Fuzzing the kernel

Andrew Turner <andrew@freebsd.org>

Modern C compilers include support for tools to help find bugs in code. These tools, the sanitizers, add instrumentation to the generated code that can be compiled into the kernel to help the kernel developers. In early 2018 I became interested in using these in the FreeBSD kernel to assist bug finding and debugging.

This talk will discuss the current state of kernel sanitizers on FreeBSD. This will include the kernel coverage sanitizer that can be used with fuzzers, the undefined behaviour sanitizer to warn when code relies on undefined behaviour, and the address sanitizer to detect out of bounds accesses. It will also discuss future work to port new sanitizers and the use hardware based acceleration.

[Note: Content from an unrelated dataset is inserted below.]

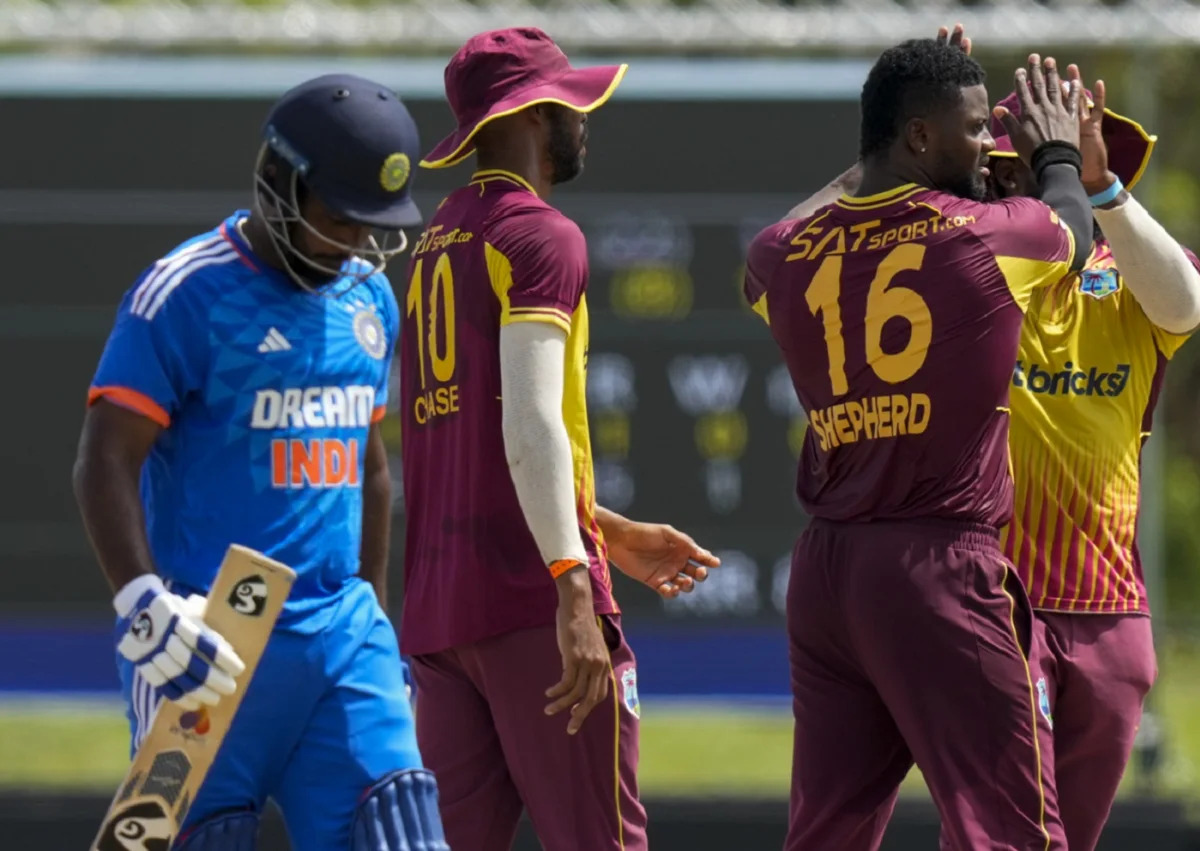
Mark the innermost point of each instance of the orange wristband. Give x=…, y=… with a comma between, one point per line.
x=562, y=565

The main fuzzer to use these sanitizers is the syzkaller fuzzer from Google. I will talk about my experiences using this, bugs it has found, and future work to port other fuzzers to work with the kernel.

Andrew Turner

Andrew is a FreeBSD committer known for porting FreeBSD to the 64 bit Arm architecture. Recently he has worked on improving the kernel code quality by enabling kernel fuzzing through compiler sanitizers.

Andrew works as a Freelance Software Engineer and a Research Associate at the University of Cambridge working on the CHERI project. He is interested in using existing and novel hardware features to help improve code quality and security.